I was able to set up my raspberry pi and camera and kick off my projects. I am able to take a picture and save it to my library.
Steps I took:
I had to install the program by inserting an sd card into my laptop and downloading noobs. After downloading noobs onto my sd card, I inserted the micro sd into my raspberry pi and connected the pi to my monitor, keyboard, and mouse. Once the monitor sensed the signal, it automatically installed raspbian from the micro sd card. After this, I configured the settings. Once all of this was completed, I opened the terminal and began programming. I opened the settings and enabled the camera. After doing that I created a new folder and searched online for the documentation used to make the camera to take a picture. After this, I went back to my folder and was able to open the image.
- sd card
- micro sd card
- raspberry pi
- power source
- keyboard and mouse
- hdmi cable
- raspberry pi camera
How it works:
The raspberry pi takes a picture when I issue the command ” sudo raspi-still -o image.jpg”. Once it takes a picture, it saves it to the desktop. Once I click on my deskptop folder I can view the image I took. Using a slight variation of the command, I can also take and save videos. This is very important as I will be implementing this in my object detection.
Didn’t encounter much challenges this was pretty easy to do but an important milestone.
I hope to use what I learnt from this milestone to create an image classifcation engine.

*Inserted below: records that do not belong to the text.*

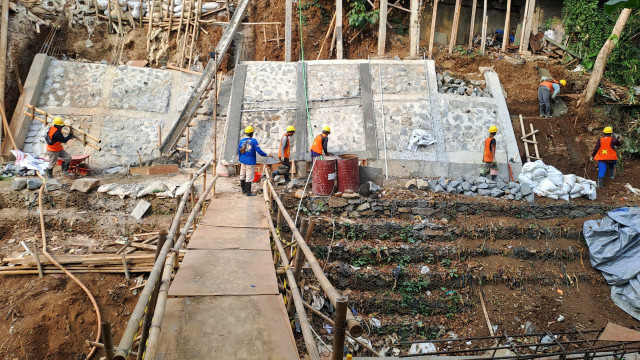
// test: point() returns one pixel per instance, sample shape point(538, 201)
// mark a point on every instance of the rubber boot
point(248, 190)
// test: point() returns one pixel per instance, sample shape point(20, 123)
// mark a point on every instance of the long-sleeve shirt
point(615, 142)
point(248, 157)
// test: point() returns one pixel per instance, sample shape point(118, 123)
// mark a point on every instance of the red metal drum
point(324, 176)
point(348, 173)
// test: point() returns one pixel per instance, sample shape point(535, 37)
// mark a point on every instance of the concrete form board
point(32, 88)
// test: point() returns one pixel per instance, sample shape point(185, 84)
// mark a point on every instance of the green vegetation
point(591, 26)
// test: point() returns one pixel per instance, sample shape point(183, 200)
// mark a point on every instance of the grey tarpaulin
point(614, 249)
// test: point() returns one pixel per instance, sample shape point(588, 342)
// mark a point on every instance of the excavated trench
point(418, 266)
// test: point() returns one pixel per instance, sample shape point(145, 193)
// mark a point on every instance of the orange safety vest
point(316, 147)
point(56, 146)
point(287, 150)
point(488, 155)
point(549, 84)
point(606, 152)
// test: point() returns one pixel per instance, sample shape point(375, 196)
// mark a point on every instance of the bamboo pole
point(305, 326)
point(454, 27)
point(126, 342)
point(382, 30)
point(333, 294)
point(483, 45)
point(505, 39)
point(433, 27)
point(473, 23)
point(339, 328)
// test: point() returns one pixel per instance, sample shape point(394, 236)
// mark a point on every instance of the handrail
point(126, 342)
point(305, 326)
point(352, 324)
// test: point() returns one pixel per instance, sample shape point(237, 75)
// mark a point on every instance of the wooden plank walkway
point(224, 301)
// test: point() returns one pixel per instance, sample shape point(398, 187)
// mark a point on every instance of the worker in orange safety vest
point(54, 139)
point(605, 154)
point(489, 155)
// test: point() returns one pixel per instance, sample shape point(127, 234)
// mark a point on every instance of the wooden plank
point(225, 272)
point(454, 27)
point(473, 23)
point(208, 237)
point(433, 27)
point(226, 327)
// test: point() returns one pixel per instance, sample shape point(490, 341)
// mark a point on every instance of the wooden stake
point(484, 28)
point(339, 48)
point(433, 27)
point(473, 23)
point(287, 30)
point(333, 19)
point(414, 24)
point(382, 30)
point(505, 40)
point(454, 27)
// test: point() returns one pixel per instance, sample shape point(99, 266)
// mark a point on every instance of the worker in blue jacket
point(247, 149)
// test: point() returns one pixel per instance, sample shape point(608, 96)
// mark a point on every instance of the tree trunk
point(586, 98)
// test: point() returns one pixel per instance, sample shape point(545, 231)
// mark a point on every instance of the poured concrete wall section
point(123, 106)
point(347, 96)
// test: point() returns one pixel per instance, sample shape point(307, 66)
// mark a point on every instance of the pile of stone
point(448, 84)
point(480, 186)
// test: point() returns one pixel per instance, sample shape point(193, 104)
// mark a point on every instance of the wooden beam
point(454, 27)
point(414, 24)
point(505, 40)
point(339, 48)
point(434, 14)
point(382, 32)
point(473, 23)
point(287, 30)
point(484, 27)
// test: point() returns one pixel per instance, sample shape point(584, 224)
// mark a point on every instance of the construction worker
point(284, 154)
point(604, 153)
point(545, 95)
point(489, 155)
point(247, 149)
point(319, 145)
point(54, 140)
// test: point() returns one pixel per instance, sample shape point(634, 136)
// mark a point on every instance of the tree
point(586, 98)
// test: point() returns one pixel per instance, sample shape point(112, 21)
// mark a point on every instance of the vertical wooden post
point(473, 23)
point(287, 30)
point(454, 27)
point(433, 27)
point(107, 340)
point(414, 24)
point(484, 27)
point(339, 49)
point(507, 19)
point(382, 31)
point(339, 326)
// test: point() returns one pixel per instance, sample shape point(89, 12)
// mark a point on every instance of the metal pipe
point(352, 324)
point(158, 315)
point(126, 342)
point(339, 322)
point(107, 340)
point(305, 326)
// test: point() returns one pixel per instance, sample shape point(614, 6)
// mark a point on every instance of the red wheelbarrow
point(78, 164)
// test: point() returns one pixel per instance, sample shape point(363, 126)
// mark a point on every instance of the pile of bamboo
point(135, 263)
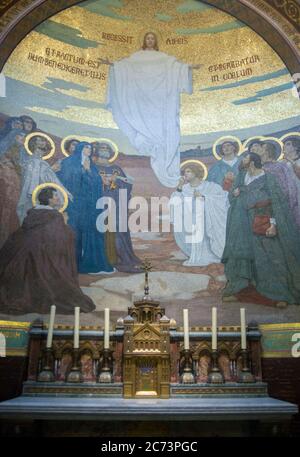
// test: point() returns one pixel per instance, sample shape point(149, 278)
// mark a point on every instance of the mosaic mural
point(111, 105)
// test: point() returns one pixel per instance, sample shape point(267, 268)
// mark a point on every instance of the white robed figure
point(144, 97)
point(36, 171)
point(198, 211)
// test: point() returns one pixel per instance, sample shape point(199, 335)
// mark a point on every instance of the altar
point(146, 369)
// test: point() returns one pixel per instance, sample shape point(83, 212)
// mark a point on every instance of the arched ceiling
point(277, 21)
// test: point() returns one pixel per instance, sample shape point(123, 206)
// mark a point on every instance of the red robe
point(38, 267)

My starter project was the TV-B-Gone Remote. The TV-B-Gone remote turns off any screen that has an infrared sensor to tell it turn off. I chose this project because my main project does not require any hardware and I wanted to gain some hardware experience from this program.
I first had to go through sortering training with an instructor and learn how to sorter. Once I completed the training, I got started on my project. I first looked at all the instructions and ascertained the scope of the work. I then placed all the components into the relative positions, twisted the ends of the lead wire to ensure they stay on the circuit and then sortered. I did this in shifts. After sortering all the components I had to use wire clippers to trim all the excess wires. I then attached it to the box.
- circuit board
- IR leds
- button press
- jumper wires
- double A batteries
- processing chip
How it Works:
The chip contains all the program for the circuit to work. The resistors “resist” or limit current so that the circuit does not overheat and get fried. The transistors help amplify electric power. The capacitors help store electric charge and release whenever needed. The button presser activates the circuit. When the button presser activates, the IR Leds send out an infrared wave that tells infrared sensors to turn screens off.
The main challenge I had was just sortering. My hands were very shaky so I couldn’t precisely sorter the components. I also sortered a lot of the components incorrectly and had to desorter and resorter which took a lot of time and effort.
I plan on now starting my main project and working on my object detection.